Although the jobs data was worse than expected, the numbers need not turn this week's consolidation of the two-month gain in stocks and the selloff in Treasuries into a reversal. In other words, equities still look likely to rise and Treasuries seem likely to fall in the coming weeks and months.

Investors recognize that the jobs data tends to lag other data. For example, following the end of the last recession in March 1991, the jobless rate didn't peak until 15 months later and the economy grew at an annual rate of about 4% in the first half of 1992. Despite the continued rise in the jobless rate, the Dow Jones Industrial Average gained about 12.5%.
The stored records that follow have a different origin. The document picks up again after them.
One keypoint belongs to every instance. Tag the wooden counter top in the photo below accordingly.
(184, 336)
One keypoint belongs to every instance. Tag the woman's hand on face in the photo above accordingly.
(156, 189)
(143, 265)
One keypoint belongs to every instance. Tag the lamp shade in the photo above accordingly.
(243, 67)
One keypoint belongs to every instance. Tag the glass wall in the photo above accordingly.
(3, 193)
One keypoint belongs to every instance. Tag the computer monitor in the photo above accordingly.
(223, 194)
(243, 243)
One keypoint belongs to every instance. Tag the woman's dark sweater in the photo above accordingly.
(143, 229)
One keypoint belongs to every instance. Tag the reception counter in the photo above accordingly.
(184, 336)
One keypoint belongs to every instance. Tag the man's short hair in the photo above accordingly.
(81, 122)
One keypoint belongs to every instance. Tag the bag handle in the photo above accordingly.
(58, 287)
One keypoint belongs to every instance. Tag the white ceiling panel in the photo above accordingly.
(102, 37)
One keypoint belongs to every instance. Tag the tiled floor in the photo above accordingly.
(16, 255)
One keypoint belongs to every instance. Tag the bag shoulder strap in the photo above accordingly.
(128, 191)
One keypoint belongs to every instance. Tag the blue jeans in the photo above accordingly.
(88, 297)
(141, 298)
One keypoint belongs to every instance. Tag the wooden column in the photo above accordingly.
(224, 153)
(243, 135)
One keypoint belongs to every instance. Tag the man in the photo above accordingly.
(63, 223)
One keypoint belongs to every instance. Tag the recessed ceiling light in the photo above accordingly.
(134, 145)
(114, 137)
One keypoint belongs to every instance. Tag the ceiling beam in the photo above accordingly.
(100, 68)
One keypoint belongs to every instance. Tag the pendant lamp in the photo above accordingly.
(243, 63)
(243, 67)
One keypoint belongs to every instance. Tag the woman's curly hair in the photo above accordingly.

Aside from recognizing the lagging nature of the employment data, investors are also likely to speculate that the recent drop in jobless claims hints at a pickup in labor demand. In addition, the shake-up in the White House economic team points to a more aggressive approach on the economy at the start of 2003.

The rise in the jobless rate could well have hastened the departures of Treasury Secretary Paul O'Neill and White House economic adviser Larry Lindsey, but the enormous opportunity presented to the Bush administration following the Republican victories is likely the biggest factor.